Security: Your access token is stored as an environment variable reference in .mcp.json, making it safe to commit. The actual token is never stored in the repository.

Cleanup credentials:

npx @stackone/cli agent cleanup

This removes all stored credentials and generated configuration files.

Building Connectors

For comprehensive guides on building and converting connectors, see:

How to Contribute

  1. Fork this repository (see "Fork This Repository" section above).
  2. Clone your fork to your local machine.
  3. Create a new branch for your changes.
  4. Make your changes and commit them following our commit conventions.
  5. Push your changes to your fork.
  6. Open a pull request from your fork to this repository.

Development Husbandry

  • Development branches should be branched from main.
  • Feature branches should follow this format:
    eng-[ticket]/[short-description]
    Example: eng-1234/provider-define-location-endpoint
  • Commits should follow the Conventional Commits format:
    Examples:
    • feat: add new feature
    • fix: resolve edge case in provider logic
    • chore: update dependencies

Git Hook System

This repository uses a lightweight Git hook system to enforce code quality and automate certain tasks during development.

Hooks Overview

  • pre-commit
    Runs npm run lint before each commit.

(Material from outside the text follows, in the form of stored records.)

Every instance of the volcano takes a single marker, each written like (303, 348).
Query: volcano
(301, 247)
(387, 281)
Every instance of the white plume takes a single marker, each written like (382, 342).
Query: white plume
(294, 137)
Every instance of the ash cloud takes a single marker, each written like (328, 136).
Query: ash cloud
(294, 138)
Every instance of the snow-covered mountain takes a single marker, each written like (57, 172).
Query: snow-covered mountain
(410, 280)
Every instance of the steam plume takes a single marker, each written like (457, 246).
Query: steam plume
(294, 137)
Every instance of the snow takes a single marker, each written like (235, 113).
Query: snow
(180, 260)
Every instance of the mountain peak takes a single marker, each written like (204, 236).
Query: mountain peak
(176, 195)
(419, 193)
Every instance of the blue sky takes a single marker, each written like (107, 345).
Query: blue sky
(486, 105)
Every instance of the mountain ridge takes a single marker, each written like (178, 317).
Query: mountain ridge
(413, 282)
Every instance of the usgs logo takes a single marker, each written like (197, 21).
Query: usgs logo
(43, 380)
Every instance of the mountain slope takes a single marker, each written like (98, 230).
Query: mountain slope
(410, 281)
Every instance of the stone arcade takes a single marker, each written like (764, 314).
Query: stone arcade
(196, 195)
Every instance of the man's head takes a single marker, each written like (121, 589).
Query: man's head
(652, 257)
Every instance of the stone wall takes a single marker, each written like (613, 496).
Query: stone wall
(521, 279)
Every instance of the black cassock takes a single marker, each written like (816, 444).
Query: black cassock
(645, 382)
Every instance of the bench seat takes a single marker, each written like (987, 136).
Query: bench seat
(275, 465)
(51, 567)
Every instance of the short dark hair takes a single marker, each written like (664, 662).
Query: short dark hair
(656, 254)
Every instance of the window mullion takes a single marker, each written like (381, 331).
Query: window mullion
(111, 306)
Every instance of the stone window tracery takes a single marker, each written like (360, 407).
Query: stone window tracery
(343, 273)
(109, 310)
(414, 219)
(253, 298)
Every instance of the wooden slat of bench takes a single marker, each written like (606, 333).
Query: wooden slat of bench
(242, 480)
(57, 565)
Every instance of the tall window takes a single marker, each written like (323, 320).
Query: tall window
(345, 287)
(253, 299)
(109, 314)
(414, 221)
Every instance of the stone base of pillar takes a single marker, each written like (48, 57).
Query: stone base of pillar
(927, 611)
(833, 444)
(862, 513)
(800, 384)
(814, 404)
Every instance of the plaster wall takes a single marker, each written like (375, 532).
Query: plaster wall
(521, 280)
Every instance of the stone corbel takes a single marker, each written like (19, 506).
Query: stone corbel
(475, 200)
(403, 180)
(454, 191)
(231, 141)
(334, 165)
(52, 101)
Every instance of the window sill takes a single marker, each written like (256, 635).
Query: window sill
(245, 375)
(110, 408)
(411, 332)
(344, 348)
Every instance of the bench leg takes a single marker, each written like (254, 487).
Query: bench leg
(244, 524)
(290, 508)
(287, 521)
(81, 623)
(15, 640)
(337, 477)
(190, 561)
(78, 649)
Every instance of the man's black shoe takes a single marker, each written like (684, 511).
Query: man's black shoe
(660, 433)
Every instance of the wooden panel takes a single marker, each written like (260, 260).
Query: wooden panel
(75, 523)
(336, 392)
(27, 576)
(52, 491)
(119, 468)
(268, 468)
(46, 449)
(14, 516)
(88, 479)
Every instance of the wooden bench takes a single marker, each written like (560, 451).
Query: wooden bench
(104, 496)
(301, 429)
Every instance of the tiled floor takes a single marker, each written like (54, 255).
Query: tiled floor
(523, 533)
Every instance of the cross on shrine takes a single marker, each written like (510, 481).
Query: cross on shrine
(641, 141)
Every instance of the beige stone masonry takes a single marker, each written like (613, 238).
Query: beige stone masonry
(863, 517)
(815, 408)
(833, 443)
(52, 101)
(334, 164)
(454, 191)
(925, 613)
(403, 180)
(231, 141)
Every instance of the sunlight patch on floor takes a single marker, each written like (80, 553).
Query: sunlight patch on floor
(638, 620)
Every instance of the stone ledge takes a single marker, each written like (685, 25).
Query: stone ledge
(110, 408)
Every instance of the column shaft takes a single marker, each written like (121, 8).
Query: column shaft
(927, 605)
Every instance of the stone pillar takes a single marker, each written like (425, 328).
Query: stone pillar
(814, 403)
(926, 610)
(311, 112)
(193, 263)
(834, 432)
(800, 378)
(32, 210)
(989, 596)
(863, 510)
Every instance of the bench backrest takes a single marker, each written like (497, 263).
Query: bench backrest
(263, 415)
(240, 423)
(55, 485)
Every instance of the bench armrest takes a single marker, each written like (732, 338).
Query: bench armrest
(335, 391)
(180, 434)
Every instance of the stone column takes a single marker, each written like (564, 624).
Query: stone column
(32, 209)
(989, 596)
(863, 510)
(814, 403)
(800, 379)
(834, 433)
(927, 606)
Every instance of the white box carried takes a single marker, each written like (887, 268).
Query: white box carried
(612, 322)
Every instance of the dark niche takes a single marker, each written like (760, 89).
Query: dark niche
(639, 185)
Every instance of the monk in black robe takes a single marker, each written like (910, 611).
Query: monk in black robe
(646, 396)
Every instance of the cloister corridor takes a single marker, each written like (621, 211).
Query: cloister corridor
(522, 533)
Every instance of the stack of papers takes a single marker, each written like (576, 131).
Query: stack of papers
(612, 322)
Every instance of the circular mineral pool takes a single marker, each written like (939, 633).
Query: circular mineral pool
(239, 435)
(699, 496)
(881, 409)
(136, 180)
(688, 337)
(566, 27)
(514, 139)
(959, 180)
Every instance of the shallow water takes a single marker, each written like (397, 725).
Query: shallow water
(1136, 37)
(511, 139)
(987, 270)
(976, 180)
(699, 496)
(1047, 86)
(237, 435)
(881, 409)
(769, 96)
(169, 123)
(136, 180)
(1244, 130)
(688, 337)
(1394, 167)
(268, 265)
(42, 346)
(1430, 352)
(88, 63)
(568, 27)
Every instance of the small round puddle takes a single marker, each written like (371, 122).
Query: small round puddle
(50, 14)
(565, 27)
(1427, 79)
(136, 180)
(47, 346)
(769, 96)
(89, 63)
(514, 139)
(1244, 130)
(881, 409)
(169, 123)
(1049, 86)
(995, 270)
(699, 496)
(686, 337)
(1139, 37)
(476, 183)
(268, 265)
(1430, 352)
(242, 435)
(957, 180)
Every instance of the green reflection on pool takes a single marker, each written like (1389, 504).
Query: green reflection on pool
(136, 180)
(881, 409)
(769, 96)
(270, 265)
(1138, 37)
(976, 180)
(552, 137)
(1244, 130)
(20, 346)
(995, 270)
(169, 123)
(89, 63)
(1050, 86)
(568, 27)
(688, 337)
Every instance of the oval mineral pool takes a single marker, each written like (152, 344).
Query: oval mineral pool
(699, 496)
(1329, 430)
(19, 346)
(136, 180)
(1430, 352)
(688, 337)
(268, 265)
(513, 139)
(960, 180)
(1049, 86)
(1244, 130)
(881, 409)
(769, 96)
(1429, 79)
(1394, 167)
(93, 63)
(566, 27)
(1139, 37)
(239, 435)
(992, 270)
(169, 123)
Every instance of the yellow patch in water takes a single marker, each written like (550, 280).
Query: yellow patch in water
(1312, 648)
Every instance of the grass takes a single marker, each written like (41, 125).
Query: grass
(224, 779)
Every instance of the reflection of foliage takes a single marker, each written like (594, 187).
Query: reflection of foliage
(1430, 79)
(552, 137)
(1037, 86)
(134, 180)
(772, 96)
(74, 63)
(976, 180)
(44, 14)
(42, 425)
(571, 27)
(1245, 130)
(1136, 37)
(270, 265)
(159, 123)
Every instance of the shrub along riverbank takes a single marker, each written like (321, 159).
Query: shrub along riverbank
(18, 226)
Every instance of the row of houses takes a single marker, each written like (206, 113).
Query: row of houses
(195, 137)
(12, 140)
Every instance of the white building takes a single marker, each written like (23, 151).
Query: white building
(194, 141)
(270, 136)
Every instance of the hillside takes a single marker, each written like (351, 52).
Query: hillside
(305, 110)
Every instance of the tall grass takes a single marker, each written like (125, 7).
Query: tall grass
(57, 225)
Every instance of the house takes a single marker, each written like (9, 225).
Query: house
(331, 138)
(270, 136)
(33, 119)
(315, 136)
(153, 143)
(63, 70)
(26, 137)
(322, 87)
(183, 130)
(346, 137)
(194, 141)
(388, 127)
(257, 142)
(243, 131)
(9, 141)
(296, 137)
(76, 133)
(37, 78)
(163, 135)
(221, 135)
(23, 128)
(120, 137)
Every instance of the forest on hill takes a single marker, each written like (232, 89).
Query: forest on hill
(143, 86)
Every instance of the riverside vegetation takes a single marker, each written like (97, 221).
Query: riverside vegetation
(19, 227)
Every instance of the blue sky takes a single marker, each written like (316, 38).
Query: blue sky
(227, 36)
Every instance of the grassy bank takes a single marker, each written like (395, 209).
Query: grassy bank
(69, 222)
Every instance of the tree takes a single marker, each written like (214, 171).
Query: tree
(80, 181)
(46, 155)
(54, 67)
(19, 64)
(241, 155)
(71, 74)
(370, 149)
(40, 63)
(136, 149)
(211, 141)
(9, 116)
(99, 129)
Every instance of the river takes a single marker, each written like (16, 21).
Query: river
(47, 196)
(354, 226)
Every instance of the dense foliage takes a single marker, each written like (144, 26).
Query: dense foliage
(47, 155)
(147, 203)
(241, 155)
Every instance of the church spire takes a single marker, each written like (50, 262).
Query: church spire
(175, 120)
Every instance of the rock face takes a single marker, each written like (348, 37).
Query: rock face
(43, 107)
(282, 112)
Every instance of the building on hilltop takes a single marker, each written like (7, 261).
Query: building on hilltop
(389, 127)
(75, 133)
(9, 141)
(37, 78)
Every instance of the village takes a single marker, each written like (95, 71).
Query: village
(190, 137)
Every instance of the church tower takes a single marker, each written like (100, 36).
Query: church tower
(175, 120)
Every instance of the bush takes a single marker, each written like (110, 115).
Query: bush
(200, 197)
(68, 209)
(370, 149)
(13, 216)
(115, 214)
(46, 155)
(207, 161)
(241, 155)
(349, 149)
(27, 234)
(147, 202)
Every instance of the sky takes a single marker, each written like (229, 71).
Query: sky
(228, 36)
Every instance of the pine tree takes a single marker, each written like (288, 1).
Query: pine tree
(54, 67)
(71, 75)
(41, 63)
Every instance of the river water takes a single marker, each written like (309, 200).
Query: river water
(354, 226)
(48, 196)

If linting fails, it attempts to auto-fix issues and re-stage only the originally staged files.
    The hook prevents commits unless code passes lint.

  • post-merge
    After pulling or merging branches, this hook checks for newer versions of @stackone/connect-sdk.
    If a newer version is available, it will install the update automatically and stage any resulting changes to package.json or package-lock.json.

Hook Installation

Git hooks are stored in the .githooks/ directory and are automatically installed into .git/hooks/ after running npm install.

No Manual Setup Needed

On npm install, a setup script will:

  • Compare files in .githooks/ with your local .git/hooks/
  • Copy over only changed or missing hooks
  • Make them executable

To reinstall hooks manually at any time:

npm run setup:hooks

The script is safe to run anytime — it only updates what’s changed.